Did you notice that the green slice is almost as big as the blue slice? The green slice is what Republicans would like you to forget about when they say that 47% of Americans don't pay federal taxes. In fact, the green slice represents a flat tax of 13.3% (4.2% Social Security tax on employees, 6.2% Social Security tax on employers, and 2.9% Medicaid tax split evenly between employees and employers) which is capped at $106,800 of earned income. Every dollar of earned income above $106,800 -- and every single dollar from capital gains -- is excluded from this tax. And it's still as big as all the revenue generated from personal income taxes. 
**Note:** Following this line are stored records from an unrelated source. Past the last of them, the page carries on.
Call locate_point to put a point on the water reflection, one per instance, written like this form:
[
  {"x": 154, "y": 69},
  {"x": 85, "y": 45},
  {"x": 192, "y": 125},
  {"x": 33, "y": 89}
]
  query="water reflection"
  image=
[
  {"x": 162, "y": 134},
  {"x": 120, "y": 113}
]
Unfortuntely, there doesn’t seem to be a quick fix to this problem – or at least one we can see. So let’s prioritize and see what we can get done relatively quickly.

The biggest problem with the AMT is that its scope has grown to be far more expansive than what was originally intended – all due to the failure to automatically adjust the AMT for inflation. So let's get that out of the way first. Whatever we end up doing, we'll allow for inflation so that we don't have to re-visit this issue every few years.

The second biggest problem is that it hits too much of the middle class. With the AMT trigger set at $74,500, roughly a third of American households would at least have to prepare their taxes twice. If, however, you set the trigger at the oft-discussed $250,000 level, you'd only affect about 2 - 3%

And at that income level, the chances that a professional tax-preparer is involved is pretty good -- meaning that even these households wouldn't be inconvenienced by doing their taxes twice!

Setting the AMT at $250,000 may be the best idea at the moment. It maintains the AMT for those Americans who are earning the most, while allowing the vast, vast majority of Americans to go their merry ways. It should continue to generate some revenue, though certainly not as much as in the past. Fortunately, however, the changes we're making to the tax code -- namely, taxing capital gains as earned income -- should more than make up for that.